I'm guessing the author measured the overall performance and assumed that using error codes, rather than exceptions, is what made the sample code he provided slower. Turns out, the reason it is slower is because, in the case using error codes, a copy of a std::string is made. In the exceptions case, where the string is returned rather than passed as a parameter by reference, the copy can be elided because the compiler invokes NVRO. Has nothing to do with exceptions.
Maybe that author should use a profiler before making these types of claims? check the generated assembly? etc?
Far slower to return a value in RAX vs. generate a ton of code (blowing icache, etc.) is quite an interesting statement. I think it deserves a closer look, though.
The only case where a string is returned in the exception-based code is Xml::getAttribute() where in both implementations there is exactly one copy (copy assingment in the error code case and copy construction in the exception case).
Being able to just return the type in the good case is however one of the main advantages of using exceptions, so it might even be valid to count such optimizations being possible in more code as a plus of using exceptions.
> Maybe that author should use a profiler before making these types of claims? check the generated assembly? etc?

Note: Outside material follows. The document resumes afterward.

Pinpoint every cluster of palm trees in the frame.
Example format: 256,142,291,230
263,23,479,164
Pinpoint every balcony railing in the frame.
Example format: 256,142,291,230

Have you used a profiler before making your claims?
> Far slower to return a value in RAX vs. generate a ton of code (blowing icache, etc.) is quite an interesting statement. I think it deserves a closer look, though.
The cost for error codes is the branching at every point in the call stack vs. only at the error source with exceptions. And the generated exception code is marked as cold and not stored interspersed with the non-exception code so will not affect performance unless exceptions are thrown - which if you are usng exceptions correctly should be exceptional cases.
YO. I measured it myself just to be sure and since you were such a dickhead. (Copying and pasting the output from console)
With exceptions: Parsing took on average 135 us
With error codes: Parsing took on average 0 us
Maybe the dude forgot to enable optimizations altogether (not present in the command line options in the comment at the top of that file). I added /O2 since it is a PERFORMANCE test, remember? Hilarious.
Maybe that author should use a profiler before making these types of claims? check the generated assembly? etc?
Far slower to return a value in RAX vs. generate a ton of code (blowing icache, etc.) is quite an interesting statement. I think it deserves a closer look, though.